Les féminismes africains

Article : Les féminismes africains
Crédit: Charlotte Henard / Flickr CC
5 août 2022

Les féminismes africains

Femmes noires, femmes africaines, femmes douces, femmes révoltées, je pense à vous. Les plus belles poésies tressent vos louanges. On chante ces dernières avec les plus douces mélodies fredonnées à tue-tête. Toutes ces envolées lyriques autour de la féminité ne dépeignent qu’une femme africaine extrêmement résiliente. Dans l’illusion collective, elles semblent marcher sur un tapis d’éloges. Cependant, la femme africaine, la vraie, est celle qui accepte tout sans broncher. C’est celle qui courbe l’échine sans rechigner. Toutes ces belles paroles cachent alors une réalité de vie bien crispante. De quoi faire grincer des dents plus d’une.

Pour la faire taire, on lui rappelle sans cesse que notre histoire fait de la femme africaine une reine. Alors qu’aujourd’hui, il n’en est rien. En effet, ces conditions existentielles sont des plus déplorables. Cependant, dans l’imaginaire, les femmes doivent continuer de subir parce qu’il en a toujours été ainsi. Fadaises ! Quel mensonge du système !

Pourquoi les féminismes africains?

De plus en plus de voix féminines s’élèvent contre cette invention patriarcale. Nos cités africaines sont touchées par la gangrène de la misogynie. Au fil du temps, pour répondre à ce ras-le-bol, les féminismes africains sont nés. Tel un enfant qui naît, leurs balbutiements ont fait trembler ces sociétés africaines devenues de plus en plus sexistes. Désormais, elles ont décidé de ne plus se taire. Les féministes, ces effrontées qui veulent chambouler l’ordre naturel des choses, n’ont pas froid aux yeux. On dit d’elles qu’elles sont les instruments de l’occident. 

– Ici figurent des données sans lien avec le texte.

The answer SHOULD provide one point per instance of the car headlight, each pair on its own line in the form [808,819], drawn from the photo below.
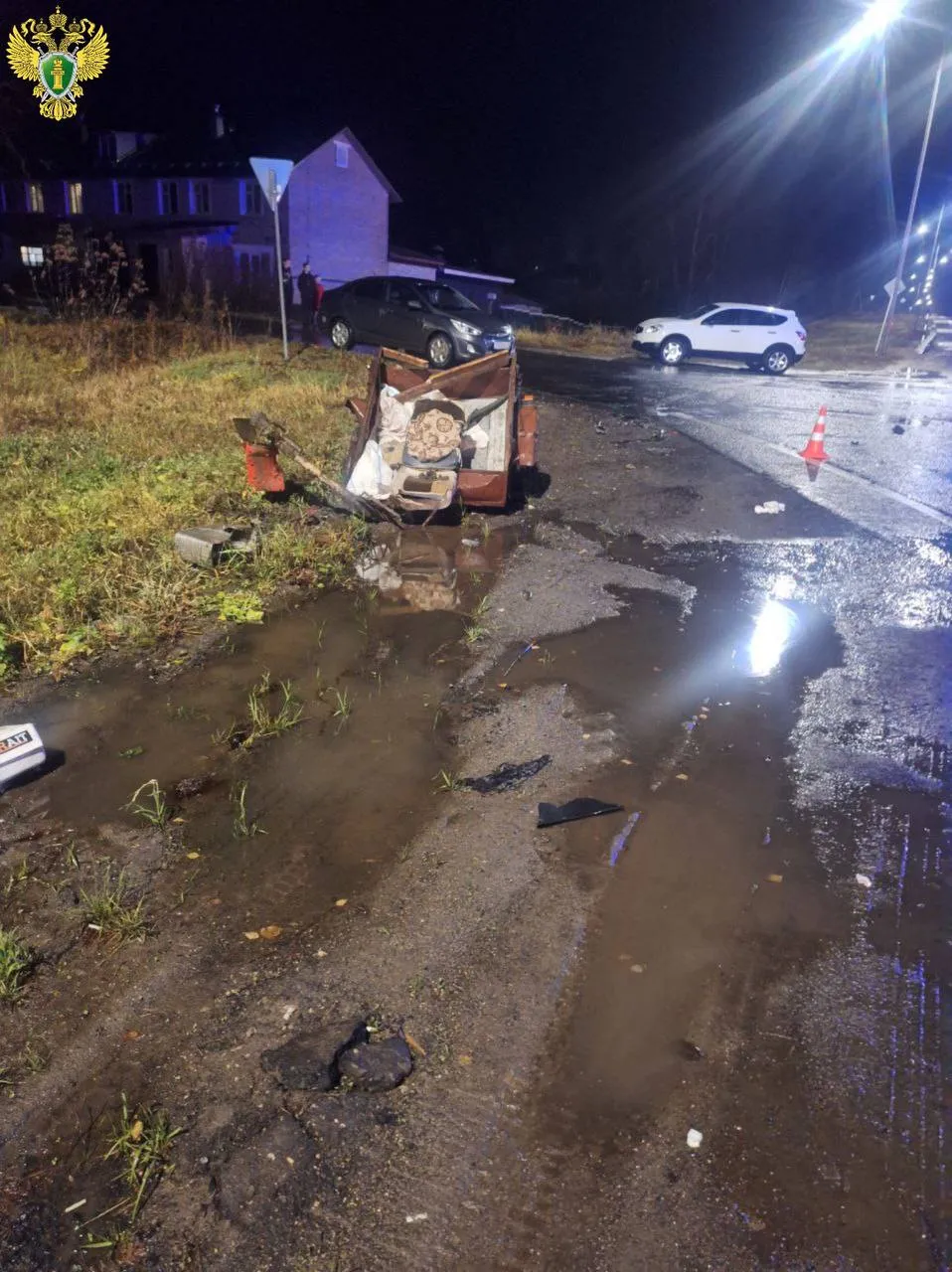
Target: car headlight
[466,328]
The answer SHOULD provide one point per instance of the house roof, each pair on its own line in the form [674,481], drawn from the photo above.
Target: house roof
[207,155]
[407,255]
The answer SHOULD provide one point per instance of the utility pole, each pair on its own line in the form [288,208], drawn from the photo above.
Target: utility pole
[272,177]
[883,339]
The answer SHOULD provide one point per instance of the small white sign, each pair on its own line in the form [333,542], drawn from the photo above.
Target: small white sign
[272,177]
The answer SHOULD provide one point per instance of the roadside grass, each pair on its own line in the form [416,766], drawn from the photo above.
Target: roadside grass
[592,340]
[265,722]
[109,911]
[16,964]
[149,803]
[116,434]
[846,344]
[141,1141]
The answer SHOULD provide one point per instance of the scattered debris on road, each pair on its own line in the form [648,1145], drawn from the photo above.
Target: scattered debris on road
[575,811]
[21,752]
[376,1066]
[425,439]
[507,777]
[208,545]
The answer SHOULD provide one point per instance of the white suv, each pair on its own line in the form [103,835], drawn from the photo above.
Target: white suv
[769,340]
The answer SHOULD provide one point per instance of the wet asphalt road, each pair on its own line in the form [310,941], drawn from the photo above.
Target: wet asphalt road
[889,466]
[765,961]
[820,789]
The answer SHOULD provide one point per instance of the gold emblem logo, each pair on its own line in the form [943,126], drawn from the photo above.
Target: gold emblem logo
[58,63]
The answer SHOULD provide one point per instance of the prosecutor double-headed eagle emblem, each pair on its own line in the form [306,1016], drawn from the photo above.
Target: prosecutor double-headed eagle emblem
[59,55]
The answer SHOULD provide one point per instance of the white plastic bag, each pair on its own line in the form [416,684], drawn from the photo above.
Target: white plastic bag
[372,475]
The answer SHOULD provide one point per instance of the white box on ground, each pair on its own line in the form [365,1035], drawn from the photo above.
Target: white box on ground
[21,750]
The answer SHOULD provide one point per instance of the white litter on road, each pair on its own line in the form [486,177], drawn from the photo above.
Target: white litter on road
[21,750]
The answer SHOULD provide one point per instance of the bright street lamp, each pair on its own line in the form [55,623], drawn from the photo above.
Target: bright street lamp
[877,19]
[883,337]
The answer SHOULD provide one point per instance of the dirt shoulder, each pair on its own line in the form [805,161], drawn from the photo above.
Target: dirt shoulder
[570,1003]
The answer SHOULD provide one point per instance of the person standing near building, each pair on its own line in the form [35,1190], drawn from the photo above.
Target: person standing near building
[308,299]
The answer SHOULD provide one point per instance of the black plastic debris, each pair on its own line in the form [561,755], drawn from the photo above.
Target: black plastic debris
[575,811]
[507,777]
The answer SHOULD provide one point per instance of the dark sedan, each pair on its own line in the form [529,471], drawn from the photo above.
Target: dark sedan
[426,318]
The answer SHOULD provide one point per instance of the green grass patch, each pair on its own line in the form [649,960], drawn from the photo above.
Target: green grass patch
[111,912]
[16,964]
[113,435]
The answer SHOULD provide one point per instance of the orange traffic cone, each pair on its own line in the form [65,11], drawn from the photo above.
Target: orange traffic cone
[814,452]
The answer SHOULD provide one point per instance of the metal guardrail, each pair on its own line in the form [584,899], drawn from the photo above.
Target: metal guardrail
[937,334]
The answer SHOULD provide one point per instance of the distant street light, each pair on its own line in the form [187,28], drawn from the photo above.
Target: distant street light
[877,19]
[883,339]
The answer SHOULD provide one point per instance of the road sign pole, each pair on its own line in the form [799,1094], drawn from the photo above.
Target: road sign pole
[883,339]
[274,196]
[272,177]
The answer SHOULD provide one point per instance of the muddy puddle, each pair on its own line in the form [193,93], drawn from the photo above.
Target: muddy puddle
[289,819]
[723,982]
[734,971]
[272,835]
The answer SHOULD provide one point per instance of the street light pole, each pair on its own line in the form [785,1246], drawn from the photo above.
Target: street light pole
[883,339]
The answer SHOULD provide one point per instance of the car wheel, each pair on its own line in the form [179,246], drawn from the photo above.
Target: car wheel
[341,334]
[439,350]
[674,350]
[778,359]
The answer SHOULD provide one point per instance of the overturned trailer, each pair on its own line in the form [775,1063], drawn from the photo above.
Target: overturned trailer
[426,439]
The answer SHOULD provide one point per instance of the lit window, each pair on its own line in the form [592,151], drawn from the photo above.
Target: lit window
[168,199]
[200,196]
[122,196]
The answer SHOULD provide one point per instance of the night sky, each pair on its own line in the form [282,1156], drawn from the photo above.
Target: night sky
[526,135]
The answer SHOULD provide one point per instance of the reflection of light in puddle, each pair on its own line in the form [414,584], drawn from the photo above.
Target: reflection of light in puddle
[773,631]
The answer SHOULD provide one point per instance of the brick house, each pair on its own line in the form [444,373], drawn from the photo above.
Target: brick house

Le féminisme demande l’abolition du système patriarcal qui aboutira à une égalité entre les hommes et les femmes. Mais les hommes demeurent supérieurs aux femmes dans les mentalités. Ce mouvement s’apparente à un nouveau caprice des femmes à qui l’on a dû laisser un peu trop de liberté. Il faut vite refermer les vannes pour leur montrer encore qui dirige. Il faut bâillonner tous les féminismes africains.

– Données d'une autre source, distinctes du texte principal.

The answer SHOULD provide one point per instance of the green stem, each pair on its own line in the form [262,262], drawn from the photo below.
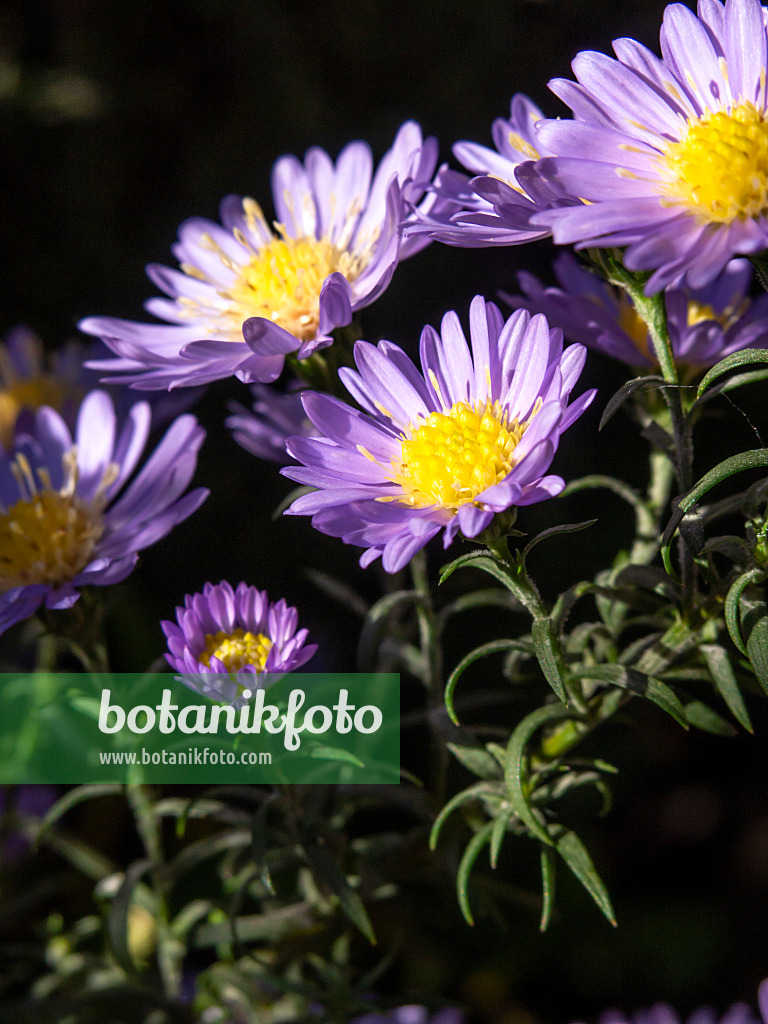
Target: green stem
[170,950]
[430,637]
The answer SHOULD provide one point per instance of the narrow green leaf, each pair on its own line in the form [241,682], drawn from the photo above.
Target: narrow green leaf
[626,391]
[117,922]
[477,760]
[549,869]
[75,797]
[725,682]
[515,770]
[736,464]
[327,870]
[702,717]
[638,682]
[473,793]
[500,830]
[594,480]
[548,652]
[730,363]
[573,852]
[732,602]
[465,867]
[488,597]
[474,655]
[755,624]
[566,527]
[375,621]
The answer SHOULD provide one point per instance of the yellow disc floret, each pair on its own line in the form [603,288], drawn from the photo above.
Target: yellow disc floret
[48,536]
[281,280]
[237,649]
[720,167]
[452,457]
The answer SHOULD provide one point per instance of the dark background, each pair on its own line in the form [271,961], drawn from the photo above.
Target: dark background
[118,120]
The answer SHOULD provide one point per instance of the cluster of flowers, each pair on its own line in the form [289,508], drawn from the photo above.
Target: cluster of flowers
[665,158]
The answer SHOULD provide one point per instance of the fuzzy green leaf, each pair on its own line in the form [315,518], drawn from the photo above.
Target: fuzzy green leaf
[730,363]
[573,852]
[736,464]
[515,769]
[474,655]
[549,867]
[465,867]
[725,682]
[755,626]
[327,870]
[702,717]
[547,644]
[732,603]
[476,760]
[638,682]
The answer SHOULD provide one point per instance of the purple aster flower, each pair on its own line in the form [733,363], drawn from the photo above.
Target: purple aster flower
[29,380]
[662,1013]
[413,1015]
[224,637]
[67,517]
[705,325]
[670,155]
[495,207]
[246,295]
[274,418]
[446,450]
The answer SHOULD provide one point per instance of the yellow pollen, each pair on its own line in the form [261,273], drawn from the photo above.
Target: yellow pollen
[450,458]
[281,281]
[720,169]
[48,536]
[238,649]
[31,393]
[699,311]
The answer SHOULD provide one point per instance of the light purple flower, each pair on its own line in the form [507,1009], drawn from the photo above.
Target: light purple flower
[671,155]
[448,449]
[413,1015]
[29,379]
[495,206]
[246,296]
[224,637]
[275,417]
[662,1013]
[70,518]
[705,325]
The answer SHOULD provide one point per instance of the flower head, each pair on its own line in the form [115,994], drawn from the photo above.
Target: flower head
[496,205]
[671,155]
[67,517]
[705,326]
[274,417]
[29,380]
[224,633]
[662,1013]
[446,450]
[246,295]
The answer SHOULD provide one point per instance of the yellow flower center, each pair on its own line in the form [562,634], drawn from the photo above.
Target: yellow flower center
[281,282]
[452,457]
[720,169]
[238,649]
[41,390]
[48,536]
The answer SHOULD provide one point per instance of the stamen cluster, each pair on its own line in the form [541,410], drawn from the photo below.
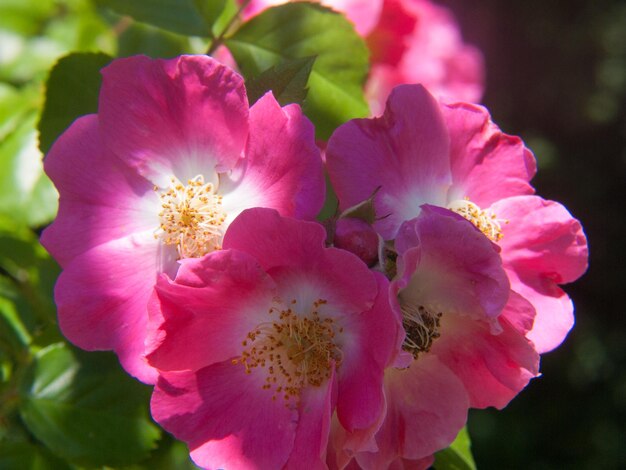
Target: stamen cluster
[295,350]
[192,217]
[422,328]
[483,220]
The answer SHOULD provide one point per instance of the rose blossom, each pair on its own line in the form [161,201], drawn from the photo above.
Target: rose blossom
[172,157]
[460,348]
[452,156]
[259,343]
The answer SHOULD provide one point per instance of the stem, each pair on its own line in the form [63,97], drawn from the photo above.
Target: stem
[217,41]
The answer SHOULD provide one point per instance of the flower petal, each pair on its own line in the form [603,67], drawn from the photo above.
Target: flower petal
[493,367]
[376,338]
[459,269]
[182,116]
[204,315]
[282,169]
[102,295]
[426,407]
[293,250]
[99,199]
[487,165]
[315,412]
[404,152]
[543,245]
[225,417]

En Afrique et pas seulement, on reconnait ce courant pour sa pluralité. Au niveau mondial, on nous parle d’afroféminisme, de féminisme libéral et même d’écoféminisme. Ce mouvement semble être partout dorénavant. Chacune met son ingrédient telle une recette à parfaire pour que cette revendication colle à toutes les réalités. Le continent africain n’est pas en reste. Si l’on parle des féminismes africains, c’est justement parce que les mouvements africains sont également particuliers. Ils veulent se différencier clairement des mouvements occidentaux. Loin de ne revendiquer que l’égalité, les féminismes africains sont devenus une quête d’identité.

Ainsi, leur ambition est de rétablir l’histoire des femmes au sein des sociétés africaines contaminées par un système patriarcal importé. Réveiller les consciences sur une histoire oubliée. La lutte féministe est longue. On la lit depuis des décennies. Les féminismes africains tracent leurs sillons.

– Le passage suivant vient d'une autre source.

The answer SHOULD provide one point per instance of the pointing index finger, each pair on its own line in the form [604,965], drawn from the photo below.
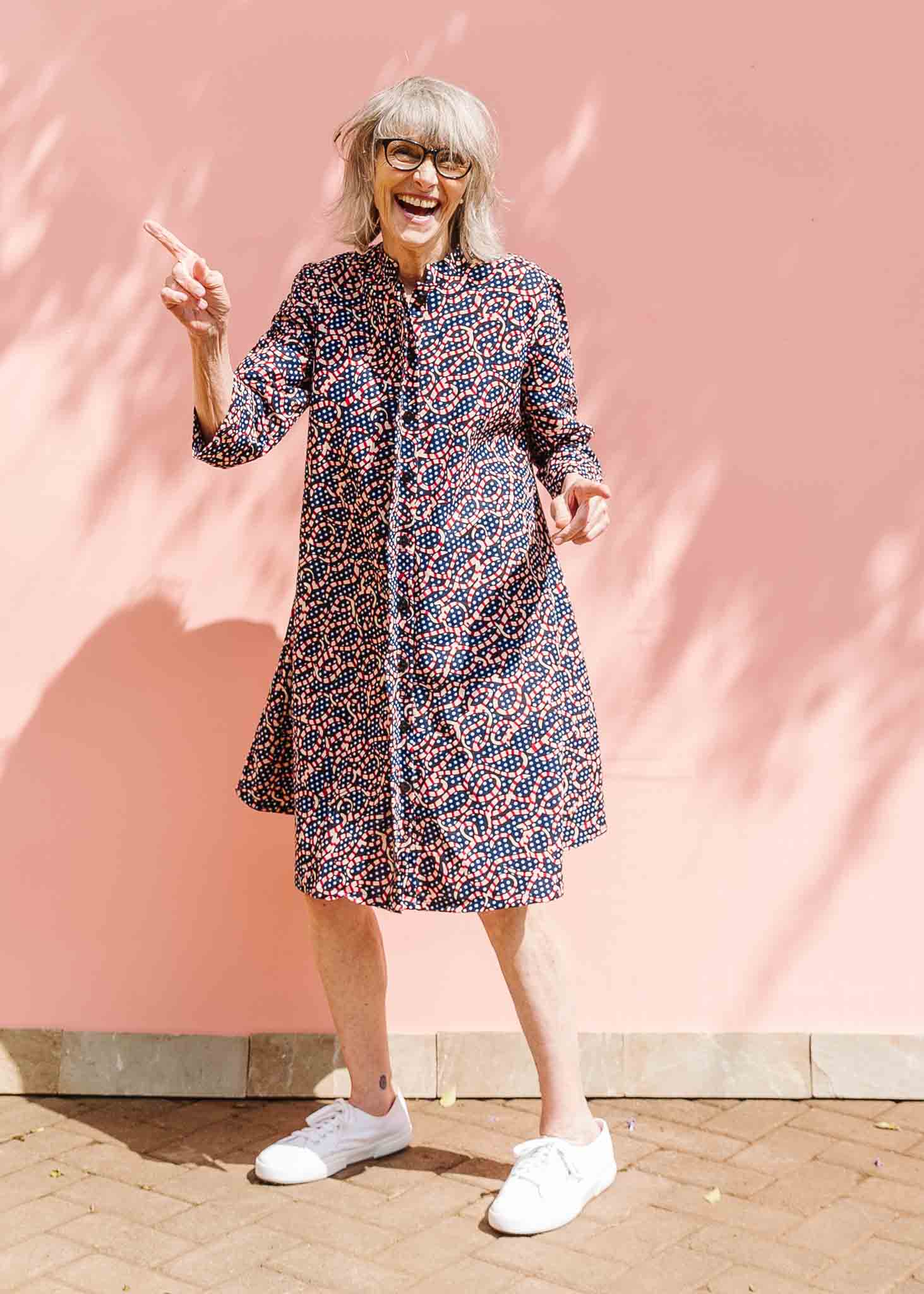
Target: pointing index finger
[167,239]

Les féminismes africains, l’histoire d’une naissance.

Contrairement à ce que l’on croit, le féminisme africain n’est pas né de la dernière pluie. Pour l’auteure nigériane mondialement connue Chimamanda Ngozi Adichie, une des féministes les plus influentes du continent, nos sociétés africaines ont toujours été profondément féministes. Selon le Docteur Moussa Fanta Kourouma (Vice-Doyen de la faculté des sciences juridiques et politiques à l’université Kofi Annan de Guinée), « depuis que l’Afrique a cessé de s’assumer, elle s’est fait consumer. »

Cette consumation a-t-elle touché cette nature féministe de nos sociétés ? La formule du Docteur semble alors bien trouvée dans la mesure où la colonisation et la postcolonisation n’ont toujours pas encore achevé le travail de déshistoricisation du continent. Bien évidemment, on n’employait pas le terme féminisme. Alors quelles sont les origines de ce mouvement ?

En occident, les dénominations féminisme et féministe dateraient du XIXe siècle. Cette appellation se serait peu à peu diffusée à travers le monde. Pendant la colonisation, on rencontre les premières féministes revendiquées en Ouganda. Cet état est une ancienne colonie britannique contaminée par les mouvements féministes du Royaume-Uni. Les femmes britanniques étant reconnues en Europe comme étant les pionnières de cette lutte.

Des reines guerrières aux armées féminines, lutter n’a pas toujours été l’apanage des hommes. C’est ainsi que le contexte de la naissance du féminisme est différent en Afrique. Amina Mama, cette professeure nigériane, auteure et conceptrice de la revue Feminist Africa affirma que dans un contexte africain, le féminisme est né de l’engagement profond des femmes et de leur dévouement à la libération nationale. Dans la pensée africaine, féminisme et décolonisation sont intimement liés. C’est dans cette optique que la lutte des femmes pour les indépendances bien qu’elle a été édulcorée dans l’histoire, ne peut être niée. Par conséquent, même s’il existe des figures emblématiques, on ne peut réellement citer le nombre de femmes qui ont pris part à cette mission libératrice à travers le continent.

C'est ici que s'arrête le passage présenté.